In my sample there are more men than women bloggers and more new faces than old. I wouldn’t make too much of the former, since it probably reflects a well-known genre demographic, but I’m intrigued that so many younger writers, editors, critics, and fans have embraced blogging. My hunch is that blogs and bulletin boards like Night Shade <http://www.nightshadebooks.com/discus> are fast becoming the new public forums of the genre, replacing the print ’zines of old: fanzines, personalzines, reviewzines, and criticalzines. And the Hugo for the Best Blog of 2009 goes to . . .

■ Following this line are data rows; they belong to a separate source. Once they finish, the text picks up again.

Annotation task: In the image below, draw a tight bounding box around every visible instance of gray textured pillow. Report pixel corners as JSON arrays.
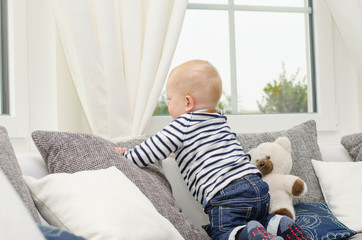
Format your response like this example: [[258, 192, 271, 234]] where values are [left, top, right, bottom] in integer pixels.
[[237, 120, 324, 203], [32, 131, 205, 240], [0, 126, 40, 223], [341, 133, 362, 162]]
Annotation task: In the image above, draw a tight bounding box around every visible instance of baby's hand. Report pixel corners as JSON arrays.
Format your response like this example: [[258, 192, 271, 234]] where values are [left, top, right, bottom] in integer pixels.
[[115, 147, 127, 155]]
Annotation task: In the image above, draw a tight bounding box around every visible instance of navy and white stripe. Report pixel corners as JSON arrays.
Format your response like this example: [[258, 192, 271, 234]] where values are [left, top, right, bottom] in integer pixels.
[[124, 112, 260, 204]]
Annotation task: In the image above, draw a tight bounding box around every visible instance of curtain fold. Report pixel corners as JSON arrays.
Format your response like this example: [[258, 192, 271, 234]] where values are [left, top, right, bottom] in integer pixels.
[[327, 0, 362, 79], [53, 0, 187, 140]]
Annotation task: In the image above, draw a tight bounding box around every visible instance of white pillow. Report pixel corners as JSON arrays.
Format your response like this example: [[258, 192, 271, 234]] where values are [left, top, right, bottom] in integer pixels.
[[312, 160, 362, 232], [24, 167, 183, 240], [0, 169, 45, 240]]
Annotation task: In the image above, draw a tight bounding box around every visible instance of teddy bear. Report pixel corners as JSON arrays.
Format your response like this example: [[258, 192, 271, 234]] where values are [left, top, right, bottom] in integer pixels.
[[249, 137, 307, 220]]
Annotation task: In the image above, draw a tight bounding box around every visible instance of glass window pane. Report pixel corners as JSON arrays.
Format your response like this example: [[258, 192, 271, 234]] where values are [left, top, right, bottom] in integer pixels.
[[234, 0, 307, 7], [235, 12, 312, 113], [154, 10, 230, 115]]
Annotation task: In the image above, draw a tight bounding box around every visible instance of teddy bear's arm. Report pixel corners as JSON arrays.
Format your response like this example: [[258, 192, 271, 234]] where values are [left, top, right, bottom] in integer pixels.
[[284, 175, 307, 198]]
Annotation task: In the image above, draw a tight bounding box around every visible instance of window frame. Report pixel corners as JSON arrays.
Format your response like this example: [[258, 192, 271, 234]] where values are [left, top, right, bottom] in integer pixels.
[[145, 0, 338, 135], [0, 1, 30, 140]]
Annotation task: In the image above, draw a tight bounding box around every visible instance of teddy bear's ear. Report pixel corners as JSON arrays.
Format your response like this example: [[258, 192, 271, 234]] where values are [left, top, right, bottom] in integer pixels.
[[248, 148, 255, 156], [275, 137, 292, 152]]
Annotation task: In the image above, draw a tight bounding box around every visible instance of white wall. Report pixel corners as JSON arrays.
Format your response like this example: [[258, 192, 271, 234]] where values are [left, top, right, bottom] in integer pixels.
[[5, 0, 362, 151]]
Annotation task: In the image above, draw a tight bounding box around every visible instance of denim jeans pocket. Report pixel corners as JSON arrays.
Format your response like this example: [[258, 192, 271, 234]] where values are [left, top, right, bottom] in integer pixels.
[[218, 206, 253, 232]]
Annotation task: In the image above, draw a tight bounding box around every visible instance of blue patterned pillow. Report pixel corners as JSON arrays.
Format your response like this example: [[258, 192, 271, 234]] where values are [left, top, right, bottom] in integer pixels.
[[38, 225, 86, 240], [294, 202, 357, 240]]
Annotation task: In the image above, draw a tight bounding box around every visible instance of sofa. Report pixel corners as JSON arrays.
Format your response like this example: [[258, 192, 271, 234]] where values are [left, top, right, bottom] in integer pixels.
[[0, 120, 362, 240]]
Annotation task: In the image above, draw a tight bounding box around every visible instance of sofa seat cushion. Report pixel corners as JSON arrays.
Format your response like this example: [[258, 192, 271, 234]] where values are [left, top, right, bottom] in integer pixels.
[[24, 167, 183, 240], [0, 126, 40, 223], [32, 131, 205, 240], [294, 202, 357, 240]]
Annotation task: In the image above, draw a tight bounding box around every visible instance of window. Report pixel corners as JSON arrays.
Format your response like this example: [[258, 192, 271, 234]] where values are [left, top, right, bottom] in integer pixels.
[[146, 0, 337, 134], [154, 0, 316, 114], [0, 0, 9, 114]]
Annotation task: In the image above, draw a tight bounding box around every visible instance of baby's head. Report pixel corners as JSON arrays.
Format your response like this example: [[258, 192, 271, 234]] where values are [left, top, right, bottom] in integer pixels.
[[166, 60, 222, 119]]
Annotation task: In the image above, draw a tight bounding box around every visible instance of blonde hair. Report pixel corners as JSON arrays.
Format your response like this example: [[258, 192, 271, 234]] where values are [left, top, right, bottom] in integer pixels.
[[169, 59, 222, 107]]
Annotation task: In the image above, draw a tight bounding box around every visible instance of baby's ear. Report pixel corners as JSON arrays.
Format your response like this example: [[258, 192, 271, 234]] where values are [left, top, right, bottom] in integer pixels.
[[185, 95, 195, 112]]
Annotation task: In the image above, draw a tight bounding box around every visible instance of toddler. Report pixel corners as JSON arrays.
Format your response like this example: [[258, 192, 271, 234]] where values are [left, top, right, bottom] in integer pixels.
[[116, 60, 309, 240]]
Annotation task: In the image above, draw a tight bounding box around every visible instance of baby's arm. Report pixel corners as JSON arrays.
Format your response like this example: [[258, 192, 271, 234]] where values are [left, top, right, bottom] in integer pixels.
[[116, 118, 184, 167], [115, 147, 127, 155]]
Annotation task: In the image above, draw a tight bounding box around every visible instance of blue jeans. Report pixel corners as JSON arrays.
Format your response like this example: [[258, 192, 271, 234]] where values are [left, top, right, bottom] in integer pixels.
[[203, 175, 270, 240]]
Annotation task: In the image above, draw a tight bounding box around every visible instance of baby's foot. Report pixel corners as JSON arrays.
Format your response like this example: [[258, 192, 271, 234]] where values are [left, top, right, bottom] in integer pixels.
[[278, 217, 310, 240], [237, 221, 283, 240]]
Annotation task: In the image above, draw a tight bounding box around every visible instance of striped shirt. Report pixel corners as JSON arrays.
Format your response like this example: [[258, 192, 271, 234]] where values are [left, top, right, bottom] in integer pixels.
[[124, 109, 260, 204]]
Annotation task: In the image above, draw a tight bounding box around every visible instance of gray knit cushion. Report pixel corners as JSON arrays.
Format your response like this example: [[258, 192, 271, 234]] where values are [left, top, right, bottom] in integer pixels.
[[237, 120, 324, 203], [32, 131, 204, 240], [0, 126, 40, 223], [341, 133, 362, 162]]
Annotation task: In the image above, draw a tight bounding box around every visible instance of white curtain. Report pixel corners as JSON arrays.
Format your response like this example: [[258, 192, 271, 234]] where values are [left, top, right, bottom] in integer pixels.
[[53, 0, 187, 140], [327, 0, 362, 79]]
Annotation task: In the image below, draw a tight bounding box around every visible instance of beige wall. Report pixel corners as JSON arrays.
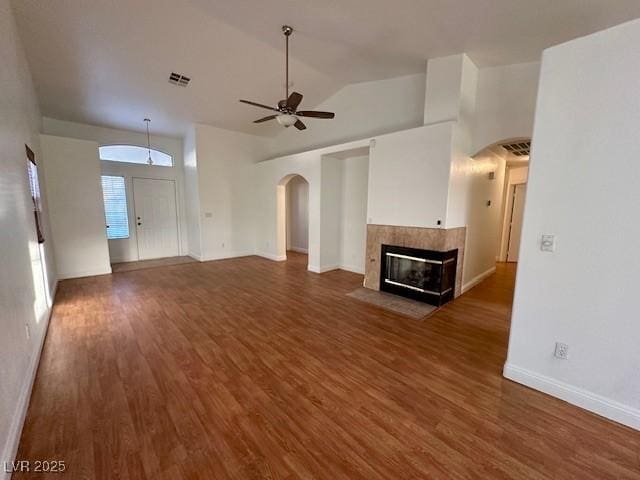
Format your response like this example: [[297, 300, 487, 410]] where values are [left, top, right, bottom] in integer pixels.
[[40, 135, 111, 279], [0, 0, 56, 472]]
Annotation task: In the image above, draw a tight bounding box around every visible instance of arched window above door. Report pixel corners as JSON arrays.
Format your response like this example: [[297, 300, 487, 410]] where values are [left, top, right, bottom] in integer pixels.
[[98, 145, 173, 167]]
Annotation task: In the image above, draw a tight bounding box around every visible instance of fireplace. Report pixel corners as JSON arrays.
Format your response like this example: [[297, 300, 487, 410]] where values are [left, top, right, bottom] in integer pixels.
[[380, 245, 458, 306]]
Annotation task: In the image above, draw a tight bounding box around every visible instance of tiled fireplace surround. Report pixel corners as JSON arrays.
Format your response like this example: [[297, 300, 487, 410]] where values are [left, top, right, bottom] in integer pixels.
[[364, 225, 467, 297]]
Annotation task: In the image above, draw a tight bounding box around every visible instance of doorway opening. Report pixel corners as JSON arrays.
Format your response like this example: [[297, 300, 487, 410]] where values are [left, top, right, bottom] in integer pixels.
[[278, 174, 309, 268]]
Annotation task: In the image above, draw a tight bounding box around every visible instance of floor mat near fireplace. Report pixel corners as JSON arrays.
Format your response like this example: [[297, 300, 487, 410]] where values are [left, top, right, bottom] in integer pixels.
[[347, 288, 438, 320]]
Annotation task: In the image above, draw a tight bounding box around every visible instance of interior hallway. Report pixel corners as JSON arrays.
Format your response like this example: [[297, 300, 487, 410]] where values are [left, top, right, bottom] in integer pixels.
[[15, 255, 640, 480]]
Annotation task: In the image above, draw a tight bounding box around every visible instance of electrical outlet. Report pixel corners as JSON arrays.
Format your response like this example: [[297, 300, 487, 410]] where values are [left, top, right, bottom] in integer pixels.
[[554, 342, 569, 360], [540, 235, 556, 252]]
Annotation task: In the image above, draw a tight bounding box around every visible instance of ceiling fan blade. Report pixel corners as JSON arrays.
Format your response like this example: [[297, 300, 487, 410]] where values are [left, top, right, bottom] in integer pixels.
[[240, 100, 280, 112], [287, 92, 302, 110], [296, 110, 336, 118], [253, 115, 276, 123]]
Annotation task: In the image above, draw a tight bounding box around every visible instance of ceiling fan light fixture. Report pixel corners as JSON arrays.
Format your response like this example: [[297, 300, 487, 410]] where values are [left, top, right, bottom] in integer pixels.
[[276, 114, 298, 127]]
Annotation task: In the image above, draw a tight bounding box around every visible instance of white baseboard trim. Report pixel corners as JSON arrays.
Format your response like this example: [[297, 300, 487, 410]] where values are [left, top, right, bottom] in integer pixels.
[[502, 363, 640, 430], [338, 265, 364, 275], [307, 265, 340, 273], [58, 265, 112, 280], [200, 251, 255, 262], [0, 280, 58, 480], [187, 252, 202, 262], [255, 252, 287, 262], [462, 266, 496, 293]]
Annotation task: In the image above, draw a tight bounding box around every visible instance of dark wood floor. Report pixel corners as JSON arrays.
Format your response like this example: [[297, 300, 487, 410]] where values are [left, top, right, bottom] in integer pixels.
[[15, 255, 640, 480]]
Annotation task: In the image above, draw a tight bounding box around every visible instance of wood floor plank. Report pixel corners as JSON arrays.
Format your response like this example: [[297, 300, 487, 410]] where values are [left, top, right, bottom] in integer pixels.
[[14, 254, 640, 480]]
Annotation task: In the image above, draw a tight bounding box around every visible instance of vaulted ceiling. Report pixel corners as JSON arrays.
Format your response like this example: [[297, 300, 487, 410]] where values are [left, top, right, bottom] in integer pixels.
[[13, 0, 640, 136]]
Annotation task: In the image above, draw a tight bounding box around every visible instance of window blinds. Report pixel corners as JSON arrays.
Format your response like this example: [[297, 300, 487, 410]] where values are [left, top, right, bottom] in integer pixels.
[[102, 175, 129, 240]]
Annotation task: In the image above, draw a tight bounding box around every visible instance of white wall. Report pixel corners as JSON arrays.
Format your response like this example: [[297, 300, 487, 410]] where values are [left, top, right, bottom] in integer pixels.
[[42, 117, 188, 263], [190, 124, 271, 260], [470, 62, 540, 154], [367, 122, 454, 228], [0, 0, 57, 472], [462, 152, 506, 293], [505, 20, 640, 429], [286, 176, 309, 253], [274, 74, 425, 156], [340, 155, 369, 274], [40, 135, 111, 279], [184, 125, 202, 259]]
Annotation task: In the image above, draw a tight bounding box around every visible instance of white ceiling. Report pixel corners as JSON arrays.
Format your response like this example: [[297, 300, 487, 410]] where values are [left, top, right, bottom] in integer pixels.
[[13, 0, 640, 136]]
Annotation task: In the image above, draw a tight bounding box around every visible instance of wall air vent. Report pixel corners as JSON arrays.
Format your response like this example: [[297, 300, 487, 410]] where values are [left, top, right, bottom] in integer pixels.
[[169, 72, 191, 87], [502, 140, 531, 157]]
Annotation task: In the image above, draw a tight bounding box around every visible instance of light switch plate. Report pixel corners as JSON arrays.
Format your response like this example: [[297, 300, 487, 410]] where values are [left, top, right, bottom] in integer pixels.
[[540, 235, 556, 252]]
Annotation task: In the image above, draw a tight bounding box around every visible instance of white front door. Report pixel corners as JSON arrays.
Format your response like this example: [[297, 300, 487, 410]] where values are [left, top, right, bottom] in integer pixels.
[[507, 183, 527, 262], [133, 178, 179, 260]]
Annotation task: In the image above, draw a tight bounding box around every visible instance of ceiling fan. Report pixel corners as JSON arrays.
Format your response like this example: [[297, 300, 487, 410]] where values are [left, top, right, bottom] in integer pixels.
[[240, 25, 336, 130]]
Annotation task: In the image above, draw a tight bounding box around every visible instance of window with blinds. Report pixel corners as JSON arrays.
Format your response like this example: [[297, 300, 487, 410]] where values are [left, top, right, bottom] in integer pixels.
[[102, 175, 129, 240]]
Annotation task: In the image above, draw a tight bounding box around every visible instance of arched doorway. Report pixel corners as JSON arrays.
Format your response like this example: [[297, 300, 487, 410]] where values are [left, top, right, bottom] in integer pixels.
[[277, 174, 309, 265]]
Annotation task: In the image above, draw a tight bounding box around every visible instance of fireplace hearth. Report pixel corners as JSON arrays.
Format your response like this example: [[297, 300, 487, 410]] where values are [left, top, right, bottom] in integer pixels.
[[380, 245, 458, 306]]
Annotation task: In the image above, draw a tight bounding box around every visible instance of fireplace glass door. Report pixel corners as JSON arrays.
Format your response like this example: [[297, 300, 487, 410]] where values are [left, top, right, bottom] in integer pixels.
[[385, 253, 442, 294], [380, 245, 458, 306]]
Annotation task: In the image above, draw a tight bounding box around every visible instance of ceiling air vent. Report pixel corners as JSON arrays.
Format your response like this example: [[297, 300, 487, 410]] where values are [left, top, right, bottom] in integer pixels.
[[502, 140, 531, 157], [169, 72, 191, 87]]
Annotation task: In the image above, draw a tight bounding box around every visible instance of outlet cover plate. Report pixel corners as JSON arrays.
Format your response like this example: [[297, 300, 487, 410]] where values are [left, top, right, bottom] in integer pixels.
[[554, 342, 569, 360]]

What are our bloggers blogging about? Well, they aren’t just writing about spaceships and robots, that’s for sure. One thing that strikes me is how concerned with politics they are. Of course, the election is less than a month away as I write this, but even excavating the archives turns up great steaming clumps of political rant. In addition there are lots of pointers to important news items, many of which have been grossly underplayed in the mainstream media. Elsewhere you’ll find geek speak of all stripes, as folks trade opinions of the latest gizmos, cutting edge software, hot games, comics, and music. And yes, look for plenty of new URLs to click–or avoid at all costs. Meanwhile the quotidian life of our community is here for all to see. Skiffy folks dine out and diet, own dogs, cats, snakes, and turtles, get sick and buy cars, get along with their moms (at long last), and are too often late for work, break up, make up, make out, and have the cutest kids you’ve ever seen. No, really!

For good or whatever, know that blogs are here. Resistance is futile. Hey, maybe if I can convince all of you out there in Readerland that this column is actually a kind of retroblog, you'll give me another chance!